Re: I18N Issue alternative: collapsing plain and xml literals

pat hayes wrote:
>> After discussing this informally over lunch, Danbri asked me to send 
>> it to the list to make our consideration of it explicit.
>>
>> This is an alternative design for literals.  The  idea is to drop the 
>> rdf:XMLLiteral datatype and allow plain literals to contain markup.
> 
> 
> Allow, or require? That is, if they happen to contain the symbol '<', is 
> that *required* to be considered to be XML markup?

Yes.  If you want to represent "<" you must use "&lt;".

[...]

> 
> I take it that this is intended to illustrate that without the 
> parseType, the literal string is rendered exactly as it is (?)
> How about
> <rdf:Description>
>   <eg:prop><<</eg:prop>
> </rdf:Description>
> 
> does that parse to
> 
> :_a eg:prop "<<" .
> 
> ?

No - that is not legal rdf/xml.
> 
> 
>>
>> <rdf:Description>
>>   <eg:prop rdf:parseType="Literal"><br /></eg:prop>
>> </rdf:Description>
>>
>> parses to:
>>
>> _:a eg:prop "foo <br></br> bar" .
> 
> 
> ?? Eh? Where do the foo and bar come from?

Oh bu**er.  Typo introduced in editing the email.  Should have been:

  _:a eg:prop "<br></br>" .
> 
>>
>> The definition of a plain literal changes.  The lexical space of plain 
>> literal becomes the lexical space of rdf:XMLLiteral, i.e. is 
>> restricted to (the unicode representation of) canonicalised well 
>> formed balanced xml markup.
> 
> 
> That is unacceptable right there.
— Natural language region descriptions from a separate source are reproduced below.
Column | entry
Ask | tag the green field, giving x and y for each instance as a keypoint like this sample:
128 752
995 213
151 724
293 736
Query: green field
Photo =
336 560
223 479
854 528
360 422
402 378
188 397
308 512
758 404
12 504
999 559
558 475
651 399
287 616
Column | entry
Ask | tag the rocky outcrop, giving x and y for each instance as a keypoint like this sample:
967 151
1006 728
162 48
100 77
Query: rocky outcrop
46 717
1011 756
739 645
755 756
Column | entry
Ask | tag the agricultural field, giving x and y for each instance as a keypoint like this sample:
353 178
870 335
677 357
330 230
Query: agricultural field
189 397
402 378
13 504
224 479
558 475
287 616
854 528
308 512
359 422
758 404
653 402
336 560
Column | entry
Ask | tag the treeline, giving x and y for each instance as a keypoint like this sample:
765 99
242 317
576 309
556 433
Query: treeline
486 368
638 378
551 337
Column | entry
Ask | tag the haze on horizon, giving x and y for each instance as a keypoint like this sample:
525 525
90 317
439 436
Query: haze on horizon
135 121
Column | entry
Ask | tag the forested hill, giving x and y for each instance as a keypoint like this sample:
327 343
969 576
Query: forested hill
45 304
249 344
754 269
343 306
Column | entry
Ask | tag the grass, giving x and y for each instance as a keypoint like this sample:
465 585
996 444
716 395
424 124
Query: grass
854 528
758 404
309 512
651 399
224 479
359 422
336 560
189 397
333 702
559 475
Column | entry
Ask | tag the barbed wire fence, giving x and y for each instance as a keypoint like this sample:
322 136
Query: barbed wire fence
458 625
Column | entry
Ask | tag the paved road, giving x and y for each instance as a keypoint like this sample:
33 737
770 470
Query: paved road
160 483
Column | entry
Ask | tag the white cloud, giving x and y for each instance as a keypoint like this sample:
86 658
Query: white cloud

Applications may want to have plain 
> literals that are not XML, eg the Reuters applications where literals 
> are used to capture free-text paragraphs.

I don't see a problem.   XML can represent free-text paragraphs.

> 
>>  The denotation of a plain literal remains - it is a sequence of 
>> unicode characters - permitting string comparison for equality testing.
> 
> 
> ?? So this amounts to a proposal to get rid of plain literals, in 
> effect, and to just not mention the 'XMLLiteral' type explicitly?

Pretty much.  Replace plain literals with XMLLiterals, since plain 
literals are a subset of XMLLiterals (modulo appropriate escaping).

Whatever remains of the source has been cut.